Collectively, if American hospitals were a country, they would represent the world’s 16th-largest economy according to The Economist. Hospitals accounted for $851 billion — or 31 percent of healthcare spending — in the United States in 2011. It is no wonder that lawmakers are mandating reforms focused on cutting medical costs and driving patients from expensive hospitals to cheaper outpatient services.
In 2014, our system will welcome millions of new patients as the Affordable Care Act, also known as “ObamaCare,” provides government-subsidized insurance to the poor. More people with insurance will surely lead to more patients seeking treatment. So healthcare reform would seem to portent a new golden era for hospitals, right?
Not likely. Hospitals do anticipate that ObamaCare will mean increased revenue from the newly insured patients, which is good news. But healthcare reform will also cut government rates and reimbursements for Medicare. Thus, the bad news is that by 2019, the two insurances are expected to cancel each other out. The outcome will be more patients seeking medical attention — but at lower payments for hospital and physician services. This will likely create a new paradigm in which much of the acute care currently delivered by hospitals shifts to the outpatient setting.

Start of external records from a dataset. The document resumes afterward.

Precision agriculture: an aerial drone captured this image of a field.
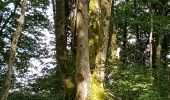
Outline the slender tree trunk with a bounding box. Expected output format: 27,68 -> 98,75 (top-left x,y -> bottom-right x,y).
75,0 -> 91,99
70,0 -> 77,58
154,4 -> 165,68
162,35 -> 168,66
149,6 -> 153,68
120,21 -> 127,63
0,0 -> 26,100
134,0 -> 139,42
149,4 -> 153,84
155,36 -> 162,67
108,0 -> 117,61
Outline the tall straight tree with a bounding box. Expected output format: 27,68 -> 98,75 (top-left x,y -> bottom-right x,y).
53,0 -> 69,99
75,0 -> 91,99
89,0 -> 112,99
0,0 -> 26,100
149,2 -> 153,83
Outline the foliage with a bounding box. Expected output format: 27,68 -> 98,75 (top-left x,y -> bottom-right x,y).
106,60 -> 170,99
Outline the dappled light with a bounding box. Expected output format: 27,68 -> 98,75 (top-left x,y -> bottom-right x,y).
0,0 -> 170,100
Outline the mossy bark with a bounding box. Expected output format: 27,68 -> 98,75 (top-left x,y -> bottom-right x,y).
89,0 -> 112,99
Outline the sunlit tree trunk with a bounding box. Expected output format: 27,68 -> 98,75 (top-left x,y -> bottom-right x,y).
95,0 -> 112,87
75,0 -> 91,99
89,0 -> 112,99
149,3 -> 153,83
0,0 -> 26,100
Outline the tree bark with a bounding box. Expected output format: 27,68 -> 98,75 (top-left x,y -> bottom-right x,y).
75,0 -> 91,100
53,0 -> 71,99
94,0 -> 112,87
0,0 -> 26,100
155,36 -> 162,67
149,5 -> 153,69
109,0 -> 117,60
149,3 -> 154,84
89,0 -> 112,99
119,1 -> 129,64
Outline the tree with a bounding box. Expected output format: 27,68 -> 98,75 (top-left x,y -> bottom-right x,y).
75,0 -> 91,99
89,0 -> 113,99
1,0 -> 26,99
148,2 -> 153,84
54,0 -> 67,98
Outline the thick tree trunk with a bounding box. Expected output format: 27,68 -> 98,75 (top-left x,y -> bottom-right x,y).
75,0 -> 91,100
55,0 -> 66,69
0,0 -> 26,100
95,0 -> 112,87
89,0 -> 112,99
54,0 -> 72,99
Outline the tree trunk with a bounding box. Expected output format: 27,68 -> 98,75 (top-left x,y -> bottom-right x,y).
162,34 -> 168,66
53,0 -> 71,99
89,0 -> 112,99
75,0 -> 91,100
107,0 -> 117,61
0,0 -> 26,100
155,36 -> 162,67
149,3 -> 153,83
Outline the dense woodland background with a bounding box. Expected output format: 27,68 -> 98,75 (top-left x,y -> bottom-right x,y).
0,0 -> 170,100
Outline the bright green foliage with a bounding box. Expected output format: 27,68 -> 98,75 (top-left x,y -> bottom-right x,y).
106,62 -> 170,99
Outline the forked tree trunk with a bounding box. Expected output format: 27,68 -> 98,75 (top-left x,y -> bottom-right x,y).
75,0 -> 91,100
0,0 -> 26,100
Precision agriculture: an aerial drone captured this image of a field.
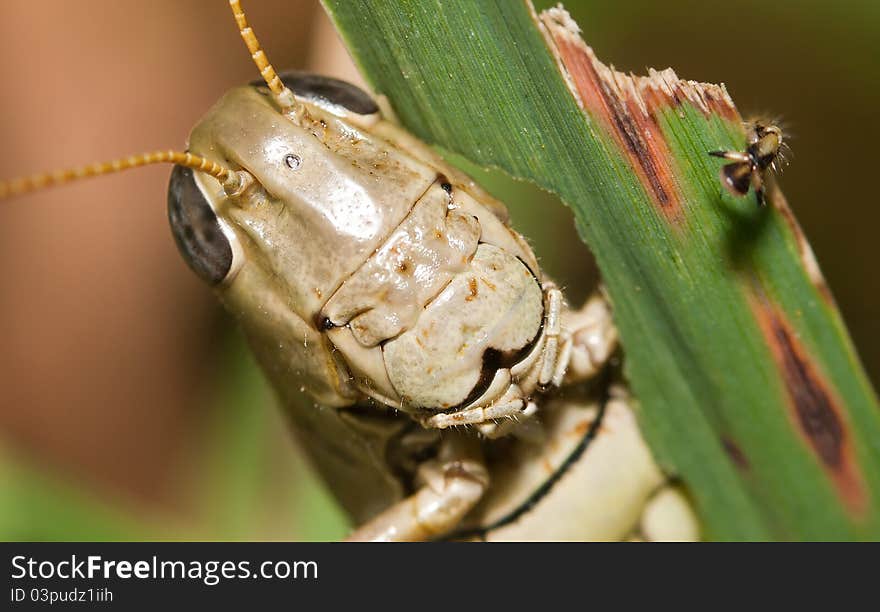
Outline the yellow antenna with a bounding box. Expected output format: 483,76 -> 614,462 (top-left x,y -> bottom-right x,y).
229,0 -> 305,120
0,150 -> 244,200
0,1 -> 290,201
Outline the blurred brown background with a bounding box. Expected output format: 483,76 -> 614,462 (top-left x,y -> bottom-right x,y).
0,0 -> 876,539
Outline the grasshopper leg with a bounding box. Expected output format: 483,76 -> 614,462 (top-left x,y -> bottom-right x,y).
346,434 -> 489,541
552,289 -> 618,387
631,484 -> 701,542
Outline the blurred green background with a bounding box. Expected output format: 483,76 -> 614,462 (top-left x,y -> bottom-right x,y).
0,0 -> 877,540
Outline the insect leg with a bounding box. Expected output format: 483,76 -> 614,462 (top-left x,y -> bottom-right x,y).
631,484 -> 701,542
538,285 -> 563,386
476,401 -> 538,438
708,150 -> 751,163
346,434 -> 488,541
423,386 -> 527,430
751,169 -> 766,207
552,290 -> 618,387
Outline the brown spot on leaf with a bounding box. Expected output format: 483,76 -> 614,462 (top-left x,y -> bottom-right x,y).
752,298 -> 867,516
538,7 -> 740,222
721,436 -> 749,470
549,35 -> 675,215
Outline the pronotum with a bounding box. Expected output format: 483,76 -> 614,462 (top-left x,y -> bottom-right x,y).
0,1 -> 699,540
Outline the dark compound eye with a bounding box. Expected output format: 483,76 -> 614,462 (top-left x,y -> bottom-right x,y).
252,71 -> 379,116
167,164 -> 233,285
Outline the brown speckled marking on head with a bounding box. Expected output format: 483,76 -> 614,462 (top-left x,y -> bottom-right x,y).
538,7 -> 737,222
466,278 -> 479,302
751,296 -> 867,516
768,184 -> 835,306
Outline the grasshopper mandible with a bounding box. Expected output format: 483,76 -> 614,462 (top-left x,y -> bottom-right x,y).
0,1 -> 698,540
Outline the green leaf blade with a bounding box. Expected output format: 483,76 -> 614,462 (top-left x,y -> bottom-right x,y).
324,0 -> 880,540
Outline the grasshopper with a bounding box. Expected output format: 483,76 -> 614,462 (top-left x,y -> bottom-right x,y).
0,1 -> 698,541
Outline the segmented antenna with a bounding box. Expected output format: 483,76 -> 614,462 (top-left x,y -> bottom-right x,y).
229,0 -> 304,119
0,151 -> 243,199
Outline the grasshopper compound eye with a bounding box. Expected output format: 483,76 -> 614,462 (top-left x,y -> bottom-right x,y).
168,165 -> 243,286
249,72 -> 381,128
276,72 -> 379,116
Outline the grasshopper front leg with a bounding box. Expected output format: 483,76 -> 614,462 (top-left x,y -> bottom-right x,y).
346,434 -> 489,542
633,485 -> 701,542
550,289 -> 618,387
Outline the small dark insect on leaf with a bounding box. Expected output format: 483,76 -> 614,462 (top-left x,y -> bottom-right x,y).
709,122 -> 785,207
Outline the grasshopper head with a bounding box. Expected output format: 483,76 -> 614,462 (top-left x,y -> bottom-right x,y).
170,74 -> 436,329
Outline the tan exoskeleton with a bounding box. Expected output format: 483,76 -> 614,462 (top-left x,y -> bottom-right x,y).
0,1 -> 698,541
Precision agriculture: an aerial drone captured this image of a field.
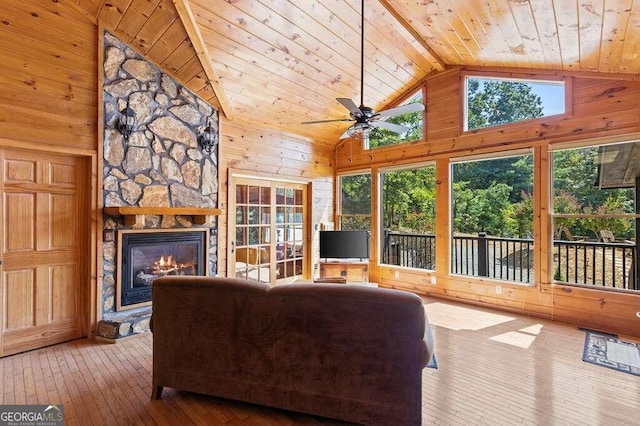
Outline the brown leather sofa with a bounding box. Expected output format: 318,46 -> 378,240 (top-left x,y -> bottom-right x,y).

American hospitals face mounting pressures to change. The business model of selling as many services as possible at the highest price the market will bear is unsustainable. ObamaCare includes radical new incentives that lead hospitals to provide quality care rather than the quantity of care. Penalties, such as fines for 30-day readmissions, are also motivating hospitals to reexamine their business practices.
Medicine needs to move away from the fee-for-service model. How can a hospital profit from delivering fewer services when it is organized to deliver more? Many believe that aspirations to be the “best” hospital with the most expensive specialty services may be a desire of the past. Offering good, convenient and reasonably priced care with agreements to transfer the most complex cases to large medical centers may be the model for the community hospital of our future.

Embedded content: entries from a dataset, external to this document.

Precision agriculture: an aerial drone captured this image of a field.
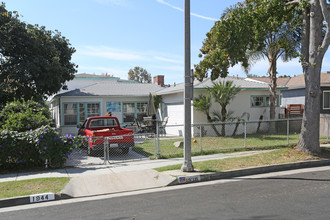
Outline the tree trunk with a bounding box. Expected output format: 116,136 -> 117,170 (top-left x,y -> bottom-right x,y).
298,65 -> 321,154
232,118 -> 240,136
221,105 -> 227,136
206,113 -> 221,137
269,57 -> 277,134
298,0 -> 326,154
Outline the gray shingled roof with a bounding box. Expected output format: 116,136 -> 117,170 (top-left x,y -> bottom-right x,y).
154,76 -> 271,95
56,82 -> 163,97
154,81 -> 201,95
196,77 -> 270,89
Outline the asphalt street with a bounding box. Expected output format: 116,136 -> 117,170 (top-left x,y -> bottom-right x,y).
1,168 -> 330,220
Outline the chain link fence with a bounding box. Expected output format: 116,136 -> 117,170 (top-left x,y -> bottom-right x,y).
65,133 -> 156,167
64,117 -> 330,167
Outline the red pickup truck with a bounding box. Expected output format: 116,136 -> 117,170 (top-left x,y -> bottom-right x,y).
77,116 -> 134,154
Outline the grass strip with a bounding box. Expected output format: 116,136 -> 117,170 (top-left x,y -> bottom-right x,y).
154,147 -> 330,173
0,177 -> 70,199
134,133 -> 302,159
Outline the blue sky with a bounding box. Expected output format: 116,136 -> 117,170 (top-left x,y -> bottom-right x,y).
3,0 -> 330,84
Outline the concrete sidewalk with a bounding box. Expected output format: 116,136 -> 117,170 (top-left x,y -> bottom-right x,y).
0,150 -> 265,183
1,150 -> 330,208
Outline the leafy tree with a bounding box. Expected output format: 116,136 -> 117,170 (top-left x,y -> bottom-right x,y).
128,66 -> 152,83
289,0 -> 330,154
0,98 -> 52,132
0,3 -> 77,104
152,94 -> 163,111
195,0 -> 301,132
207,81 -> 241,136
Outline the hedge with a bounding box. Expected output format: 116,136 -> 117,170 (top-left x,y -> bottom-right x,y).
0,125 -> 82,170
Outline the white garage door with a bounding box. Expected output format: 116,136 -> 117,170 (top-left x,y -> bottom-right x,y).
166,104 -> 184,136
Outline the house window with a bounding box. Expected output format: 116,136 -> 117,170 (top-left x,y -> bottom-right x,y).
64,104 -> 77,125
87,103 -> 100,117
137,102 -> 148,121
251,96 -> 265,107
63,102 -> 100,126
79,104 -> 85,124
122,102 -> 148,123
251,95 -> 279,108
323,91 -> 330,109
123,103 -> 135,123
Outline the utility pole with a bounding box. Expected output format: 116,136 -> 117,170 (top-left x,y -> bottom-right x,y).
181,0 -> 194,172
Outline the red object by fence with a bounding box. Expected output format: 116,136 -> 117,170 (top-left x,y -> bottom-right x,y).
287,104 -> 304,117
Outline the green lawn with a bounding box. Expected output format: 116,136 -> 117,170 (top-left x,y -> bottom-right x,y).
155,147 -> 330,173
0,177 -> 70,199
134,133 -> 303,158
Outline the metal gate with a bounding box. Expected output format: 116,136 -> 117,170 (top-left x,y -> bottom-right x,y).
65,134 -> 156,167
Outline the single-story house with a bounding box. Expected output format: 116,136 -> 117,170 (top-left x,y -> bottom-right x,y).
50,74 -> 164,135
155,76 -> 285,136
253,72 -> 330,115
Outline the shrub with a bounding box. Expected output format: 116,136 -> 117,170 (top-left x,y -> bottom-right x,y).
0,98 -> 51,132
0,125 -> 82,170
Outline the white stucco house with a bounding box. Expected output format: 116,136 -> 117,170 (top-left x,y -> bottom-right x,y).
155,76 -> 285,136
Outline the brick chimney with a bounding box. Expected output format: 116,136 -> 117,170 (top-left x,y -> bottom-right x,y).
153,75 -> 164,87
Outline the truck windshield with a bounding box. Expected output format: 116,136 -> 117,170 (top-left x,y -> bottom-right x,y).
89,118 -> 118,128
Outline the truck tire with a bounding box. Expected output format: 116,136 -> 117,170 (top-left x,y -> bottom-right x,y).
120,143 -> 134,154
121,147 -> 129,154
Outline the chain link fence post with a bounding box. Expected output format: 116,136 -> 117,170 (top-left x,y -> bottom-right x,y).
327,117 -> 329,143
103,137 -> 108,164
200,125 -> 202,152
156,121 -> 160,157
244,121 -> 247,148
287,117 -> 290,145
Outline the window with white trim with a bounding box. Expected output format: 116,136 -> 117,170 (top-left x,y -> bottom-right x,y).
87,103 -> 100,117
251,95 -> 279,107
64,104 -> 77,125
251,96 -> 264,107
136,102 -> 148,121
122,102 -> 148,123
323,91 -> 330,109
123,103 -> 135,123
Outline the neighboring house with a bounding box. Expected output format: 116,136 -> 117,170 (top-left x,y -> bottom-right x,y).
272,72 -> 330,113
155,76 -> 285,136
50,74 -> 164,135
279,75 -> 305,109
271,72 -> 330,135
253,72 -> 330,135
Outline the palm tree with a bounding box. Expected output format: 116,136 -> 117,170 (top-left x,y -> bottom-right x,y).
207,80 -> 240,136
193,94 -> 221,136
244,21 -> 300,133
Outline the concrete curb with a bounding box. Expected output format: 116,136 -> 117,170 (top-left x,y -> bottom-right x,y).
0,194 -> 61,209
168,159 -> 330,186
1,159 -> 330,208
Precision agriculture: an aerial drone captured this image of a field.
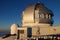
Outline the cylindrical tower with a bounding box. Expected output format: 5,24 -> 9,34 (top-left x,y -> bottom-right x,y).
10,24 -> 18,35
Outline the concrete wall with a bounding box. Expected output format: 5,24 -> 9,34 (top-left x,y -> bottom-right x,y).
52,26 -> 60,34
32,26 -> 60,36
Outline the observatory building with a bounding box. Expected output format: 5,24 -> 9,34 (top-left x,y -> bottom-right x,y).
10,3 -> 60,40
1,2 -> 60,40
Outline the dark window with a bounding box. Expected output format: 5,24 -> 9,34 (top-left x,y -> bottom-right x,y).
19,30 -> 24,34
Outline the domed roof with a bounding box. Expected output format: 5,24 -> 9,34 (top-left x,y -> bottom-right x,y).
24,2 -> 53,16
22,2 -> 54,26
11,24 -> 18,28
11,24 -> 18,34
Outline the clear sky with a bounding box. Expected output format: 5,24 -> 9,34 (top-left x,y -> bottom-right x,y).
0,0 -> 60,31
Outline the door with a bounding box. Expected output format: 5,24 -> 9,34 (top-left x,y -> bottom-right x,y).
27,27 -> 32,37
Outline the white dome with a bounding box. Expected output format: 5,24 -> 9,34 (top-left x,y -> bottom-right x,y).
10,24 -> 18,35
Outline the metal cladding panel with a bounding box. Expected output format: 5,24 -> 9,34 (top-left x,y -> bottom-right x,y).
22,5 -> 35,23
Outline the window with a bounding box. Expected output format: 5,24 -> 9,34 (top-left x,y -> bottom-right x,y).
46,14 -> 48,19
39,13 -> 44,18
49,15 -> 51,19
19,30 -> 24,34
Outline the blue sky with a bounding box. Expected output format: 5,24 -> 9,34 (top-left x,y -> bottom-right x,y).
0,0 -> 60,31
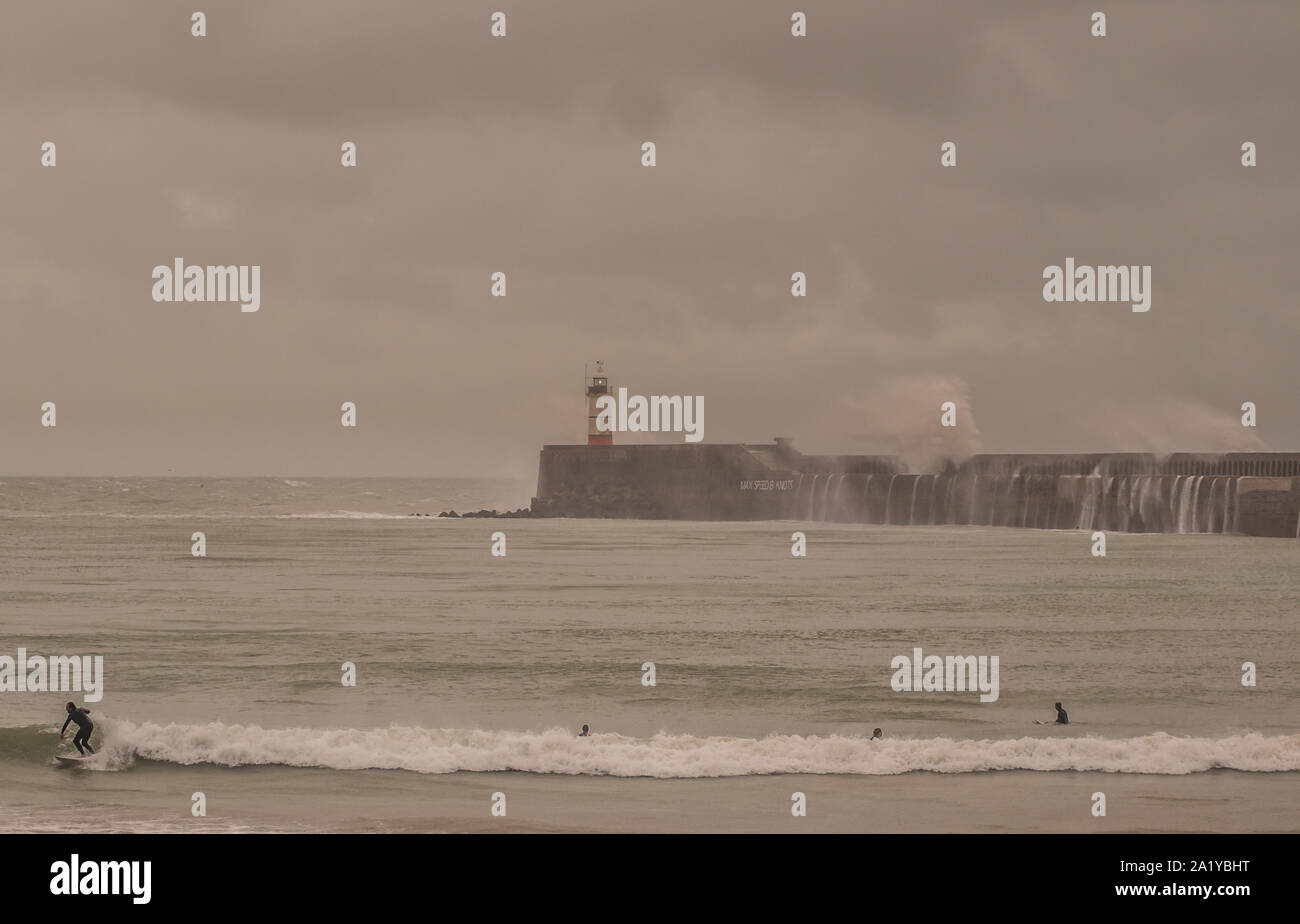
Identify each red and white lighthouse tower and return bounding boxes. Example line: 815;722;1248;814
586;361;613;445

Many hospitals are looking critically at Accountable Care Organizations (ACOs) and partnering with groups that receive incentives for keeping the cost of Medicare treatments below a certain level. Aligning with organizations whose aims are focused on health maintenance and cost-effective care is becoming more commonplace. More and more hospitals are accepting episode-based pricing and launching efficiency campaigns to decrease hospital length of stay. Also, further expansion of outpatient services will lead to fewer hospitalizations and prevent costly relapses.

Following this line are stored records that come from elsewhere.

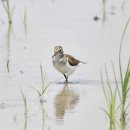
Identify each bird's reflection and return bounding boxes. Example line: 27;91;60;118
54;84;79;120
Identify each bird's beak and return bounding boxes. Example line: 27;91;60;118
52;52;57;58
52;49;61;58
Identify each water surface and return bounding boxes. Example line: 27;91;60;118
0;0;130;130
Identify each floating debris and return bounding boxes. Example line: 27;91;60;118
93;16;100;21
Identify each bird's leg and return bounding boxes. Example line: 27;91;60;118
63;74;68;83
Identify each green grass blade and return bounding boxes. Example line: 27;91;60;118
20;87;28;114
105;65;113;100
30;86;41;96
122;59;130;106
123;59;130;91
124;102;130;114
111;61;121;101
119;17;130;88
1;0;8;14
100;107;110;119
101;71;109;107
40;64;45;93
41;78;61;96
11;3;17;18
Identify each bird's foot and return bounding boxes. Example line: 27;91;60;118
64;80;68;84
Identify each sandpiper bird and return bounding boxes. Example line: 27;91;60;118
52;46;86;83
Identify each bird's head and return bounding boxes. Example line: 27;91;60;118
52;46;63;58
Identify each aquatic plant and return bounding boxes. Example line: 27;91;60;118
101;17;130;130
31;65;55;103
120;59;130;130
121;0;127;13
40;102;46;130
1;0;17;24
119;17;130;128
20;87;28;130
101;65;119;130
23;4;27;36
1;0;17;72
6;24;12;72
102;0;107;22
20;87;28;115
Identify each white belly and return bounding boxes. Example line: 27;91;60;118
53;59;77;76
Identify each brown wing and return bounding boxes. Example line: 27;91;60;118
65;54;80;66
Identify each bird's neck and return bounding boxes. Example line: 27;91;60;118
53;52;63;61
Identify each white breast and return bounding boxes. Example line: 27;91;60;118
53;58;67;74
53;57;78;76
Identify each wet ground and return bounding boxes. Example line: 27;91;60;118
0;0;130;130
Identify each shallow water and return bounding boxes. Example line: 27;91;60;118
0;0;130;130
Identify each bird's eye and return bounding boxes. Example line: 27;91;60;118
58;48;61;51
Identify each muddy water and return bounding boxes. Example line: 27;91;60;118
0;0;130;130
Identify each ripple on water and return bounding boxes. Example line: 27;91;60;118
55;79;101;85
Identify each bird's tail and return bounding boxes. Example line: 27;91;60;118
80;61;87;64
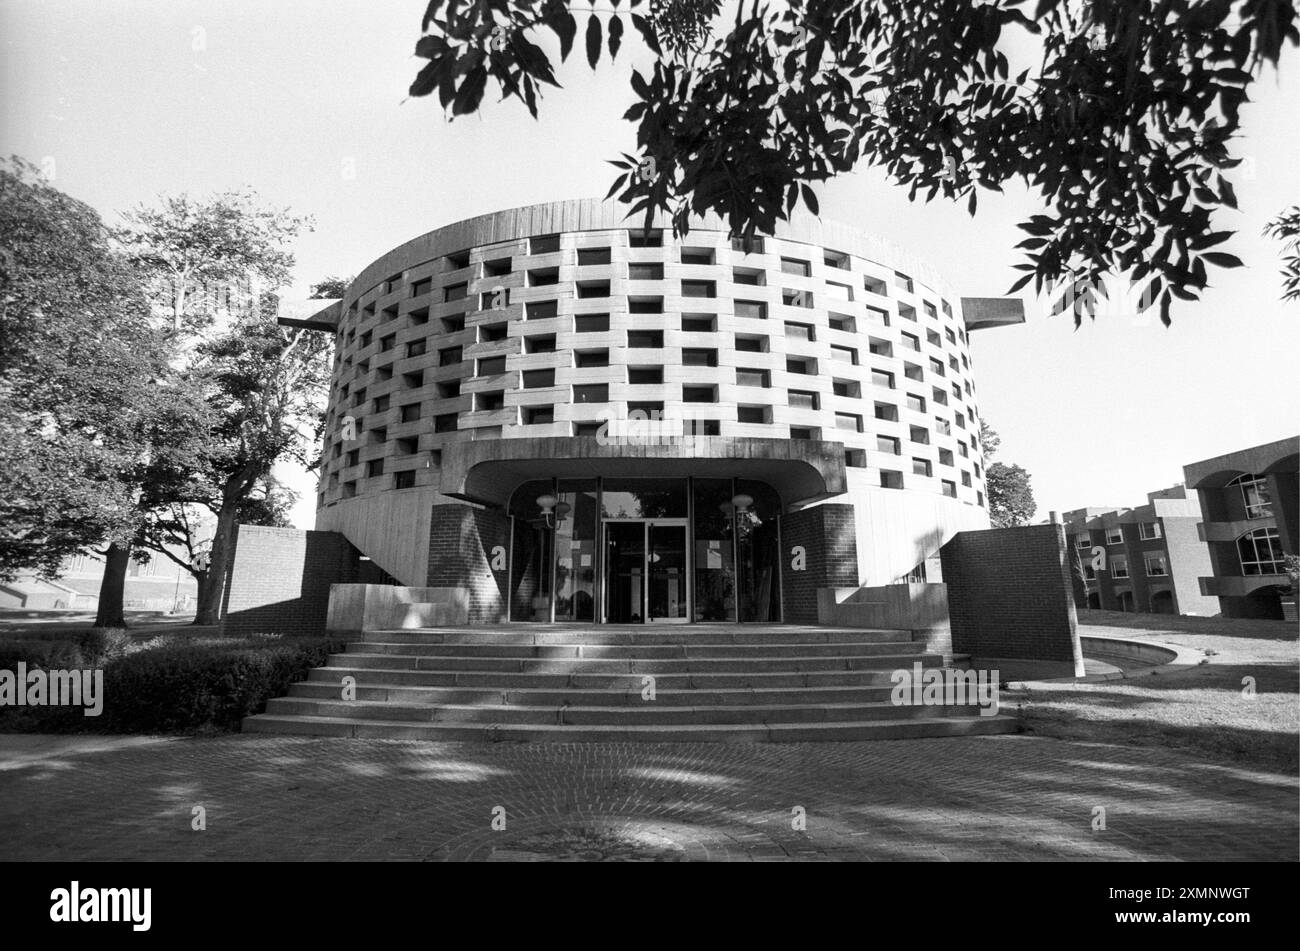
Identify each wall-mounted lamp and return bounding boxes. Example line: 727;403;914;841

The new paradigm for hospitals affects physician behavior and practice. Hospital-based physician activities have changed significantly, with focus on length of stay, discharge planning and close monitoring of a recently discharged patient’s follow-up. Physician groups that were previously dependent on hospitals for their patient care are looking for ways to expand their purview into the realm of the medical home.
Due to these major changes in healthcare, I believe hospitals will soon be for the critically ill only. In the near future, patients should expect to be convalescing at home or in a location that provides a short-stay product.
The lessons of reform are simple. Hospital and physician groups who want to remain relevant in the Acute Care Continuum need to innovate and invest in processes that alter how and where we see our patients.